Vote diligent Duffy for a fairer GAA
On this week, the most important of his tenure, he could be forgiven for feeling that he’s been here before.
The burnout and club fixtures paper he presented to Congress in Tullow this Saturday is not all that far removed from what he put in front of delegates at Special Congress in January 2008.
Then the GAA player welfare manager, he warned of “the emergence of a training-based, rather than a playing-based culture within games, the effect of which has been to discourage players from getting involved in the GAA”.
Duffy also mentioned the discord at club level: “Many club players and officials are of the view that the balance between club and inter-county fixtures has, in fact, become a serious imbalance that favours inter-county competition to the detriment of the club game.”
Eight years on and the same malaise continues to corrode the GAA. That ain’t on for Duffy. He led the horse to water. If he’s been guilty of anything, it’s been a lack of executive power but then that’s down to the brief he was given. For too long he has had to rely on the goodwill of county boards to rein in their managers and insist that they release unused county players for club games and abide by the training restrictions in November and December.
The self-interests of such parties are rightly challenged by the proposals in Duffy’s latest discussion paper as he sets out new competition, schedule and squad parameters.
In 2008, he proposed the minor and U21 inter-county championships be replaced by an U19 grade for two years. It was defeated but the prospects of his plans to reduce the minor grade at inter-county level from U18 to U17 are good. They make a whole lot of sense too, particularly given the pressures adolescents face juggling their football and hurling commitments with final secondary school examinations.
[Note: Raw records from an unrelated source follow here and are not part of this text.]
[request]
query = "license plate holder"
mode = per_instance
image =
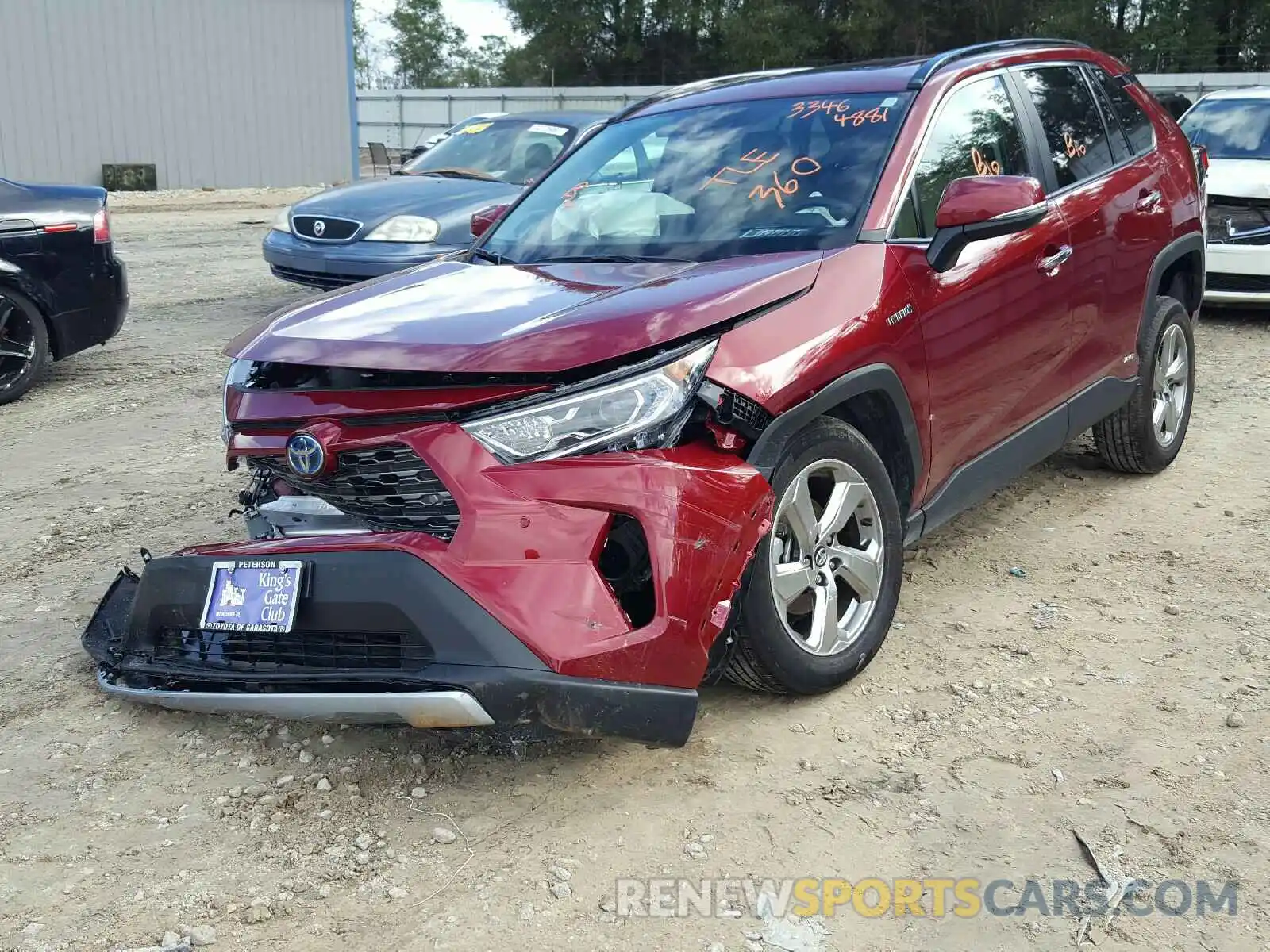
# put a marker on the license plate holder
(253, 596)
Replacing the U21 All-Ireland football championship with an U20 development championship that would run concurrently with the senior competition has a fair chance of passing although it’s scary to think Duffy initially wanted a platform between minor and senior scrapped entirely.
Eight years ago, Duffy succeeded in having a motion passed that attached the facility of extra-time to all championship matches up to provincial and All-Ireland semi-finals. That was later changed by Congress in 2011 as provincial councils felt the impact in their pockets but was amended again and now the motion pertains to the facility of two extra 10-minutes periods to all SFC and SHC games bar provincial and All-Ireland finals.
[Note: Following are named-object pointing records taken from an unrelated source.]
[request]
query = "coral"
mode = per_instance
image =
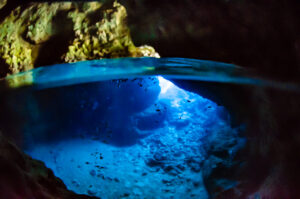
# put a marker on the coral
(48, 33)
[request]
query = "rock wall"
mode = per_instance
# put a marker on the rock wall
(23, 177)
(37, 34)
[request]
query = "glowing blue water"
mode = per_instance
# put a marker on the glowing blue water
(136, 136)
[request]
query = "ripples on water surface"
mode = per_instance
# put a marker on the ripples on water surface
(117, 128)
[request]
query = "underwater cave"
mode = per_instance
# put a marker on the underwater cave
(140, 137)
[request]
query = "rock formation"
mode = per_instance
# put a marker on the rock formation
(38, 34)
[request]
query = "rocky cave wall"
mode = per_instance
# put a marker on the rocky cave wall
(39, 34)
(257, 34)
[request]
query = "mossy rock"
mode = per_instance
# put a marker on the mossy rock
(47, 33)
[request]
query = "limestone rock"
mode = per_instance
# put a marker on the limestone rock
(23, 177)
(40, 34)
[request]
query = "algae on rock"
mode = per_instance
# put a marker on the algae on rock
(47, 33)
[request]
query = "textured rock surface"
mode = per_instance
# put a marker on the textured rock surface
(23, 177)
(39, 34)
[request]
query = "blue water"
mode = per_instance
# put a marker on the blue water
(139, 138)
(120, 128)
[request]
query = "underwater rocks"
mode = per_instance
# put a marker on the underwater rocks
(38, 34)
(23, 177)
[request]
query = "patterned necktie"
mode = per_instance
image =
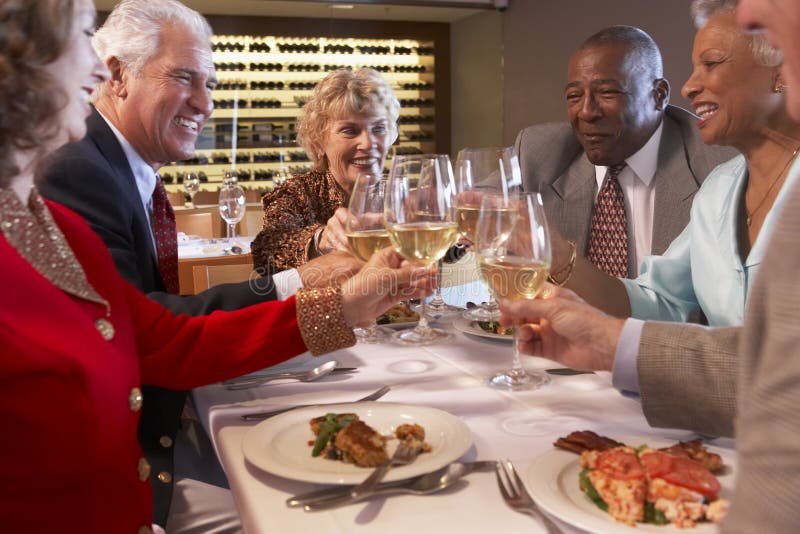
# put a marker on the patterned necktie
(166, 235)
(608, 240)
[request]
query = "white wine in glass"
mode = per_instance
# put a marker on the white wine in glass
(191, 184)
(513, 251)
(480, 171)
(232, 203)
(420, 218)
(366, 233)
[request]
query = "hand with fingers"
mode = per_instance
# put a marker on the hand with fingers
(563, 327)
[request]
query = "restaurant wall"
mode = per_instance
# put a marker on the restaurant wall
(540, 35)
(476, 79)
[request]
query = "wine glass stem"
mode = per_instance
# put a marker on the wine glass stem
(438, 301)
(516, 364)
(422, 325)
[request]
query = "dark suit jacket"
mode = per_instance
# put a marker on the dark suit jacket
(553, 162)
(92, 177)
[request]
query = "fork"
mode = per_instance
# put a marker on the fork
(517, 497)
(404, 454)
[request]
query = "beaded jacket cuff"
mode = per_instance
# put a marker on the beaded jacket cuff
(321, 320)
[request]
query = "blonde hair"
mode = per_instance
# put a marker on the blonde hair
(344, 93)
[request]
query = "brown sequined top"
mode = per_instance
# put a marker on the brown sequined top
(293, 212)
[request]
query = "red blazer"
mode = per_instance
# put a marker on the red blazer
(68, 452)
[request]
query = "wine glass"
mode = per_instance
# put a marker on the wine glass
(420, 219)
(191, 183)
(478, 171)
(232, 202)
(513, 250)
(366, 232)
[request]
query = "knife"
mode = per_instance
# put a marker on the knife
(421, 485)
(255, 377)
(258, 416)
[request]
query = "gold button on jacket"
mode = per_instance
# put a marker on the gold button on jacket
(144, 469)
(105, 328)
(135, 399)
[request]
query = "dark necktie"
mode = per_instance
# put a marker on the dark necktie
(608, 240)
(166, 235)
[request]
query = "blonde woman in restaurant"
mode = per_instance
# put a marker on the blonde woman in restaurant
(737, 91)
(346, 128)
(77, 340)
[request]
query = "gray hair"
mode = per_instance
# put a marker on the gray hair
(639, 44)
(344, 93)
(132, 32)
(764, 53)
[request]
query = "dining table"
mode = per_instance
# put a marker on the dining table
(450, 376)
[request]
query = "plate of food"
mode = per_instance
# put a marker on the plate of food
(364, 434)
(636, 485)
(398, 316)
(489, 329)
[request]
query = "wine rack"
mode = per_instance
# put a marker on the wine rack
(264, 81)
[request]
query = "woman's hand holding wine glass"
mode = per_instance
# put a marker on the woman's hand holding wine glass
(366, 232)
(420, 219)
(482, 171)
(513, 250)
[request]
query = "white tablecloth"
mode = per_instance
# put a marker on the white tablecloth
(449, 376)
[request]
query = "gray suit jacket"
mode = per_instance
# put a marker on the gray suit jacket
(687, 376)
(554, 163)
(767, 495)
(692, 377)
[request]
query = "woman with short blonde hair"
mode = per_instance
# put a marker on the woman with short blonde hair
(346, 128)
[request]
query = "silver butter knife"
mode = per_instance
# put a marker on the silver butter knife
(328, 498)
(258, 416)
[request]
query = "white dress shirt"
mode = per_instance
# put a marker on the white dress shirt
(636, 180)
(286, 282)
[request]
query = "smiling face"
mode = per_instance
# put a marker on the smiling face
(78, 70)
(781, 20)
(614, 106)
(162, 109)
(354, 145)
(732, 94)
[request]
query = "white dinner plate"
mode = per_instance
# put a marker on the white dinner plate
(553, 483)
(470, 327)
(280, 445)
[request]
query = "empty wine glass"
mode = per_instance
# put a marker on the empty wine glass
(232, 202)
(513, 250)
(366, 232)
(479, 171)
(420, 219)
(191, 183)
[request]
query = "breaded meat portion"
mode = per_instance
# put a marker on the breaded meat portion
(361, 445)
(319, 420)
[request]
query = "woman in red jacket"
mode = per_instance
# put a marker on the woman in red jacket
(75, 339)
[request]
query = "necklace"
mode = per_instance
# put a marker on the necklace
(749, 214)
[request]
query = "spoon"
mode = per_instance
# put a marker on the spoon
(303, 376)
(422, 485)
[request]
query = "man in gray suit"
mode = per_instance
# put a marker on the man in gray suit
(617, 105)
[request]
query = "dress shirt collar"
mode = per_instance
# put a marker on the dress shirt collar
(143, 173)
(643, 163)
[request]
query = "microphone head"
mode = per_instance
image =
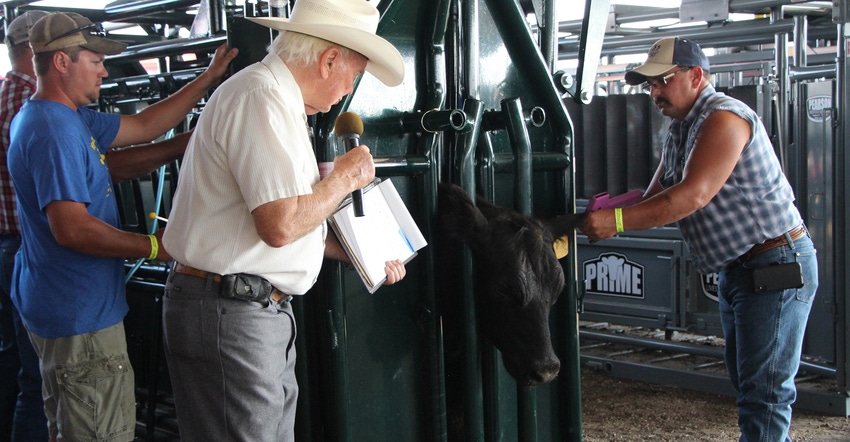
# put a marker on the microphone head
(348, 123)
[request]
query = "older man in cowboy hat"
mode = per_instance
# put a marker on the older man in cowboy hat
(69, 285)
(247, 227)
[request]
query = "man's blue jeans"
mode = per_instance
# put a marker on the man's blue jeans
(29, 422)
(764, 339)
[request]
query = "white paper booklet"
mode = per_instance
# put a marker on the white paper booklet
(385, 232)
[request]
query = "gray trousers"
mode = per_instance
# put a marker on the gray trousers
(231, 362)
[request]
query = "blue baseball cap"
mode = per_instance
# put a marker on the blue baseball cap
(665, 55)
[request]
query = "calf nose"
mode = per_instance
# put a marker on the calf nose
(544, 373)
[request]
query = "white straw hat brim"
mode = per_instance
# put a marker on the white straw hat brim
(384, 60)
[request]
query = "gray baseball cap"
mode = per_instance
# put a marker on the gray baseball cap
(60, 30)
(18, 30)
Clubs will be given more certainty about the inter-county championship calendar. It’s a move provincial councils are wary of but outside of Munster and Ulster the days of money-spinning replays (apart from finals) have become a thing of the past.
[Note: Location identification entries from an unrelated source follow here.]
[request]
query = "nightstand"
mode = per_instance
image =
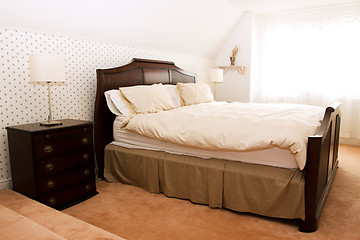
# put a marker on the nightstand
(53, 165)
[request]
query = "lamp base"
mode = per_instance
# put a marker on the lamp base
(50, 123)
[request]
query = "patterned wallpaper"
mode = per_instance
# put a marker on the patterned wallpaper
(21, 102)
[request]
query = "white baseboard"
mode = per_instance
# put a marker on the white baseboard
(5, 184)
(350, 141)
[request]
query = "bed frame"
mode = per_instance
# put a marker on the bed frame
(322, 151)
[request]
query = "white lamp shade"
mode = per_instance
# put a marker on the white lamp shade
(46, 68)
(216, 75)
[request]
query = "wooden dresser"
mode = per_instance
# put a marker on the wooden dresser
(53, 165)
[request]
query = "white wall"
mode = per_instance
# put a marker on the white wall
(22, 103)
(236, 87)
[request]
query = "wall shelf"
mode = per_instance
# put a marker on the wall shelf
(240, 69)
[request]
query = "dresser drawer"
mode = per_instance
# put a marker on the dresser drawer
(65, 179)
(62, 144)
(69, 196)
(56, 164)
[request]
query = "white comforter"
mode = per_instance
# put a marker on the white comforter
(233, 126)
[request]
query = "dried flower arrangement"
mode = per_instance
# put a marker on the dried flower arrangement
(233, 57)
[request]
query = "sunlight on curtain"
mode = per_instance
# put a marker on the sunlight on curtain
(312, 57)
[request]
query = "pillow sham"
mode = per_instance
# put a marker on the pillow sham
(171, 89)
(194, 93)
(115, 103)
(148, 99)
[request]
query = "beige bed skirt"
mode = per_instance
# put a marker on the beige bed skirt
(243, 187)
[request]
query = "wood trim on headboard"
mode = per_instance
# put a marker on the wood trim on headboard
(137, 72)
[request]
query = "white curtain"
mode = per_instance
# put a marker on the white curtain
(311, 57)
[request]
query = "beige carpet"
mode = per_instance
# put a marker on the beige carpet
(133, 213)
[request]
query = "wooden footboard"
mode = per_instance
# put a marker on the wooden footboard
(321, 166)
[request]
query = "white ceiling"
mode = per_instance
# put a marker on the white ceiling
(263, 6)
(197, 27)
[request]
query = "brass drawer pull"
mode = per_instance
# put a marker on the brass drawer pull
(48, 148)
(85, 141)
(87, 187)
(52, 201)
(50, 184)
(86, 172)
(49, 166)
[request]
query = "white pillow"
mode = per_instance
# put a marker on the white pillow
(171, 89)
(115, 103)
(194, 93)
(148, 99)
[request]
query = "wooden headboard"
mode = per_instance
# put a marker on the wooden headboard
(138, 72)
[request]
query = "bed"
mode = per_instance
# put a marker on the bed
(217, 182)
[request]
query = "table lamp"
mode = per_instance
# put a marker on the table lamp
(47, 70)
Duffy also hopes clubs can benefit from more access to their best players. In 2008, his call for the limitation of match panels to 30 for championship and 24 for the league was backed. Now he wants any player not chosen in 26-man league and championship match-day panels to be made available to their clubs.
In 2008, Duffy convinced delegates to back the idea of All-Ireland quarter-finals being completed by the August Bank Holiday, which again has been changed slightly in the football championship to incorporate a more streamlined qualifier system. He has now brought that scheduling plan on further by calling for each of the All-Ireland finals to be brought forward by two weeks. It’s a vital component of the proposed calendar year, which he hopes to see through at Central Council in the coming months.
The parallels between 2008 and now continue in the measures Duffy will bring to Central Council. In ’08, his recommendation that the National League be completed over eight weekends was endorsed. That was again altered with the introduction of Division 1 semi-finals in football but he is now recommending they be scrapped and proposes to increase the number of two-code league weekends.
The implementation of the calendar year would cap his efforts in the areas of player and club welfare.,but this week will go a long way to cementing his legacy as Ard Stiúrthóir. He won’t look at it that way but making the GAA a fairer organisation would be a fitting if not the most fitting homage to his term of office thus far.